Bem sabemos que a personagem esconde o rosto de dois produtores, mas Roger Plexico é sinónimo de unidade, pelo que o trataremos com o respeito devido. Where The Sidewalk Ends é uma continuação orgânica ao trabalho de arquitectura paisagística começado em Junho de 2015 com No Man’s Land. Com o espírito aventureiro de quem desbrava os montes desta vida com a sabedoria da descoberta, a jornada de Plexico faz-se agora menos sombria e, também, menos dispersa. De música em música, cada pedaço do EP assume-se como passo necessário a esta viagem.

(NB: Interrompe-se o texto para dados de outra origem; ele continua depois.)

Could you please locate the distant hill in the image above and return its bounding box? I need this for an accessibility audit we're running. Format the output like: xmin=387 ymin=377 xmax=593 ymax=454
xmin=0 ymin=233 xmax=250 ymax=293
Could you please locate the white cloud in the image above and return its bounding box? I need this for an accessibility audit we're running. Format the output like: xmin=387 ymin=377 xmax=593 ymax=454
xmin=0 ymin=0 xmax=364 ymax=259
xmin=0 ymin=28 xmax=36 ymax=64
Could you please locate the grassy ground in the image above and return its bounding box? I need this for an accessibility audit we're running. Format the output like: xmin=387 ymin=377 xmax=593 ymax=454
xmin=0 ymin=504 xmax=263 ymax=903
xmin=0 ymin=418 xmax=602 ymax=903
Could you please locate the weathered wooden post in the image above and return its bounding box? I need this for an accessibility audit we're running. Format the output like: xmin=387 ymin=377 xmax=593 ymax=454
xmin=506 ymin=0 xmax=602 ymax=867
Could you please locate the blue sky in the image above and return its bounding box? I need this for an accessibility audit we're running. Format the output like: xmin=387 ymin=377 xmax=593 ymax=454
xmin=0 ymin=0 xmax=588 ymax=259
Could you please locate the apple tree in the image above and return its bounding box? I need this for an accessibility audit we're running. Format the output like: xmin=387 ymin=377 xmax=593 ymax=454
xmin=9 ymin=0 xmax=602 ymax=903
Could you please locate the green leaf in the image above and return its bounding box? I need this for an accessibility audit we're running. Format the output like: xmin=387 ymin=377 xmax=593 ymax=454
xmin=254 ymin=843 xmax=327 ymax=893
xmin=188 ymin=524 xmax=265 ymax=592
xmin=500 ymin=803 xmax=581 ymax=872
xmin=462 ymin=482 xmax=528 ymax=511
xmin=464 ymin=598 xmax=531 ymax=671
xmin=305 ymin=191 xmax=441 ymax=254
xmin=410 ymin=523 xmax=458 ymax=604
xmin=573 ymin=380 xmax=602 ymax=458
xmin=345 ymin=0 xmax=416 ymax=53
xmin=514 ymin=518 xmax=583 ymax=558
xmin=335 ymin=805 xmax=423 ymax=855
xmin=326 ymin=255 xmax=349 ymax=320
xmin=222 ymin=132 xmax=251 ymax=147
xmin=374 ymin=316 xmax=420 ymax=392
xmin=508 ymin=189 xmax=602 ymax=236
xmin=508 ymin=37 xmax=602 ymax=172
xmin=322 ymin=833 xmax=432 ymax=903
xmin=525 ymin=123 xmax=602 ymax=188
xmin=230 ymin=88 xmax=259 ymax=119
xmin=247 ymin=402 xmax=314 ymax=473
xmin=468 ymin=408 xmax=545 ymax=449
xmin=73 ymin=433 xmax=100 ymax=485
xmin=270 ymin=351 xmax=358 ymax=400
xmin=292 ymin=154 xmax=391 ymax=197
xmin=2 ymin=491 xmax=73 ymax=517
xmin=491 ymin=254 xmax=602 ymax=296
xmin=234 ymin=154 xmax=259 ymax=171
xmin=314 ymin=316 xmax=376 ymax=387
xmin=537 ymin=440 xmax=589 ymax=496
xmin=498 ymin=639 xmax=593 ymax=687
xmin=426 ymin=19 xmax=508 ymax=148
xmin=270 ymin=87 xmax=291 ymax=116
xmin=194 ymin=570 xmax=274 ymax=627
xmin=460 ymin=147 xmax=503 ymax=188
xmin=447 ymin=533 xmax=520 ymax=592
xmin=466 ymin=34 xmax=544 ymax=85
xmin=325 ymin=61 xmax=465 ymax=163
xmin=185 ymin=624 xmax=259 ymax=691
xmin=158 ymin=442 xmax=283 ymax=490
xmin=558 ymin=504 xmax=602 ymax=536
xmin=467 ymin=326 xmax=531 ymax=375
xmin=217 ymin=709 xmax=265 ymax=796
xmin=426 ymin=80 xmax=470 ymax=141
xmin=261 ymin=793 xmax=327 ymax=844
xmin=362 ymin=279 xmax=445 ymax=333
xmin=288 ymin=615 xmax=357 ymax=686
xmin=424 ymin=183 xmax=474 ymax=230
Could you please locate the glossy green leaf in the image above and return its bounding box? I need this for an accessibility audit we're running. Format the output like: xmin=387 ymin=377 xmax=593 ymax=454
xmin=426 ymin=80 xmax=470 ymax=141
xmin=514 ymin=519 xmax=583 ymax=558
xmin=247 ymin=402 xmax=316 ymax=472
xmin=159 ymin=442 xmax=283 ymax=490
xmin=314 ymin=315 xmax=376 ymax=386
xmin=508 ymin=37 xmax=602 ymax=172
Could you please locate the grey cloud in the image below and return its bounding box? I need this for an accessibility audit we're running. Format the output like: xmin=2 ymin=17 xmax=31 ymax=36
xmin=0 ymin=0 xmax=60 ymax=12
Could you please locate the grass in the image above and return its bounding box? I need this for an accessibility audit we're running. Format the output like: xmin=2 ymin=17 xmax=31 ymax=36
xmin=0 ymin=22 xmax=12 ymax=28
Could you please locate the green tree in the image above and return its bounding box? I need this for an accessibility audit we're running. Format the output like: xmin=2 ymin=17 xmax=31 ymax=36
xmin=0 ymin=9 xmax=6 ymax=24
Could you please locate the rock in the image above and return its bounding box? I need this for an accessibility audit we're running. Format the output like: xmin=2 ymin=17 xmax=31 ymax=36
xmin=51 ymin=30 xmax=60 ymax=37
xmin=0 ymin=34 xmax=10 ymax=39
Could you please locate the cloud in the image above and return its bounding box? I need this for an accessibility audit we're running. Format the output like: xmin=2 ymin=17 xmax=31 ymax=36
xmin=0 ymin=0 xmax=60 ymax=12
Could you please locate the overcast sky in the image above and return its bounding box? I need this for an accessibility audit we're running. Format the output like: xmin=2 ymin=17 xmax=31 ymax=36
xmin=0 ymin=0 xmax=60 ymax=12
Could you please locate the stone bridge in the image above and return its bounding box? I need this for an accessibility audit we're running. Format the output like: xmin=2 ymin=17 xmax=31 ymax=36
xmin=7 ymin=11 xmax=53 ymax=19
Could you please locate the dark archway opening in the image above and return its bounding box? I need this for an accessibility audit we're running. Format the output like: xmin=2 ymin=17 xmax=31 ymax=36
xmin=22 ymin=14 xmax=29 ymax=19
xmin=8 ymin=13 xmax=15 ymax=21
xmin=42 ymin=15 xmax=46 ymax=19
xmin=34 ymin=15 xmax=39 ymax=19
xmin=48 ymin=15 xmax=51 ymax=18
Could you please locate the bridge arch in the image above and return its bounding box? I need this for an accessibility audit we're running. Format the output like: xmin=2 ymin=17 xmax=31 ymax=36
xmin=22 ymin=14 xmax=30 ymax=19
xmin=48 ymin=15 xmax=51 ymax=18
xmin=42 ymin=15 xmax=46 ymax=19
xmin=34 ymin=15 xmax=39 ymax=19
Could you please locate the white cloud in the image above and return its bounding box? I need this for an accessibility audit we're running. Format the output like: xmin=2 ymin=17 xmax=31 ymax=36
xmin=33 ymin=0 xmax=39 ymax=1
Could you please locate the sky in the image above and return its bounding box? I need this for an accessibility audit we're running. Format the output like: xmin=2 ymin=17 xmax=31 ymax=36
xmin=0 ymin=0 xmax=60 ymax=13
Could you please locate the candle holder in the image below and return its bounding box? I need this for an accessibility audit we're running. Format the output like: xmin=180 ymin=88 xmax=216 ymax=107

Musicalmente, é um trabalho substancialmente mais rico do que os anteriores. Aos sintetizadores e às programações, junta-se agora a bateria de Pedro Vasconcelos e, num dos temas, a guitarra havaiana de Pedro Vidal (que também ajudou na gravação). E eis que somos atirados para dimensões mais profundas – a música que se agarra a nós, como se fosse inevitável. Ouvir Roger Plexico é dar-lhe a mão de olhos fechados e aceitar que Slimcutz e Taseh nos guiem por caminhos inesperados, onde a contemplação parece ser a chave de um processo de revelação. As melodias, as texturas e as composições que nos oferecem desta feita são mais homogéneas, oferecendo a consistência que um registo deste calibre pede. Há toques de jazz, de funk, de hip hop e de uma electrónica ambiente e semi-futurista que quase ficava perdida no século passado, mas nunca há dissonâncias. Se os altos e os baixos do disco anterior às vezes nos pareciam ligeiramente abruptos, a maturidade com que os dois artistas da Monster Jinx desenham a vida da persona que criaram acaba por solucionar esse problema.

 



Em cinco dos seis temas do EP, visitam-se outros cantos do mundo onde a humanidade tentou reinar noutros tempos: um hotel abandonado (“Grossinger’s Catskill Resort”), um parque de diversões sem sorrisos (“Guliver’s Travel Park”), uma montanha russa que sucumbiu à força da natureza (“Jetstar Rollercoaster”), um farol erguido num rochedo perdido algures entre os mares do Japão e de Okhotsk (“Aniva Rock Lighthouse”) e um castelo à espera de ser totalmente demolido (“Chateau de Noisy”). A excepção leva-nos, mais ou menos a meio do registo, ao relevo espacial do “Valle de la Luna”, no deserto de Atacama no Chile, numa espécie de paradoxo existencial – afinal, foi preciso ir onde o cenário se define pela aridez de atmosferas inóspitas para deixar de assistir ao fracasso das construções que elevamos. Cada música, como cada sítio, vale por si só e pela história que traz consigo. Mas cada camada, som, reverberação, existe em pleno como parte de dois todos: a faixa e o disco a que pertencem. Ao todo, são 25 minutos de puro absorvimento e deleite.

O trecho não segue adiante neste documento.